Every single value in the record after the record with zero measurements are the same between the two partitions. I'm guessing this is because they are the same bits and are just be mis-interpreted since there shouldn't be zero-measurement-records.

156

 === NR  14733
f loc: 51694624
 nr = 0
len(glder) = 0
len(inder) = 0
f loc: 51694628
 === NR  14734
f loc: 51694628
 nr = 8
len(glder) = 8
len(inder) = 8
f loc: 51694696
nh = 1 i = 5 jb = 5 ja = 1
 -l- meas.  1 19 3 0 2.94272677508e-44 2.24207754292e-44
 local   [19, 21, 23]
 local   [0.0, 0.0, 1.401298464324817e-45]
nh = 2 i = 8 jb = 8 ja = 6

 >>> error: badly formatted record
Traceback (most recent call last):
  File "MillepedeII/tools/readMilleBinary.py", line 173, in <module>
    glder_vb = glder[jb]
IndexError: array index out of range
length = array('i', [17])
glder = array('f', [2.6624670822171524e-44, 2.942726775082116e-44, 0.0, 0.0, 1.401298464324817e-45, 2.2420775429197073e-44, 2.5223372357846707e-44, 2.802596928649634e-44])
inder = array('i', [0, 0, 19, 21, 23, 0, 0, 1])

164

 === NR  16400
f loc: 57543132
 nr = 0
len(glder) = 0
len(inder) = 0
f loc: 57543136
 === NR  16401
f loc: 57543136
 nr = 8
len(glder) = 8
len(inder) = 8
f loc: 57543204
nh = 1 i = 5 jb = 5 ja = 1
 -l- meas.  1 19 3 0 2.94272677508e-44 2.24207754292e-44
 local   [19, 21, 23]
 local   [0.0, 0.0, 1.401298464324817e-45]
nh = 2 i = 8 jb = 8 ja = 6

 >>> error: badly formatted record
Traceback (most recent call last):
  File "MillepedeII/tools/readMilleBinary.py", line 173, in <module>
    glder_vb = glder[jb]
IndexError: array index out of range
length = array('i', [17])
glder = array('f', [2.6624670822171524e-44, 2.942726775082116e-44, 0.0, 0.0, 1.401298464324817e-45, 2.2420775429197073e-44, 2.5223372357846707e-44, 2.802596928649634e-44])
inder = array('i', [0, 0, 19, 21, 23, 0, 0, 1])
tomeichlersmith commented 1 year ago

Rerunning the java step manually for partitions 156 and 164 did not reproduce the corrupted binary file.

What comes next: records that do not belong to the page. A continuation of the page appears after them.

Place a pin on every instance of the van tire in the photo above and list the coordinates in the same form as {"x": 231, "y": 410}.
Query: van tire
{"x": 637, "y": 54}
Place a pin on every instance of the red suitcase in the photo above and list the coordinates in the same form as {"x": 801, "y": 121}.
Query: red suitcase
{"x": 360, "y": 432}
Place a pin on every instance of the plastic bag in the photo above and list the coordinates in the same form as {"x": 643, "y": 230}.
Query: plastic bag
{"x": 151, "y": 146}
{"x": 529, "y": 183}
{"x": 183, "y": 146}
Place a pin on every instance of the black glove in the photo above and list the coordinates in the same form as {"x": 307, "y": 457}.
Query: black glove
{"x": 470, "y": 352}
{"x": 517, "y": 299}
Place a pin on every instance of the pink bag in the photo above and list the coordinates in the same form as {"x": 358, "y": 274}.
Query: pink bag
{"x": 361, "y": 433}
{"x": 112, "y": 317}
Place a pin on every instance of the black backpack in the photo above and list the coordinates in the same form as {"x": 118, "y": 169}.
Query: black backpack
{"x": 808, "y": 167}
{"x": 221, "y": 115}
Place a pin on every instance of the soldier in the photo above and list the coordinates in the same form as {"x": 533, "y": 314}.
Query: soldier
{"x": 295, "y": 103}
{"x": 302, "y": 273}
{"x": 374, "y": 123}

I am guessing this means that the corruption of the binary file was done outside of the control of the java program and/or GBL C library. Possible explanations include:

cbravo135 commented 1 year ago

Thanks for looking into this more. I think your solution of just rerunning these partitions is reasonable, but we need a nice way of finding the corrupted files and deleting them. hps-mc has a way to only submit jobs with missing output files, so after you remove the corrupted files this could be used to easily submit the jobs that are needed.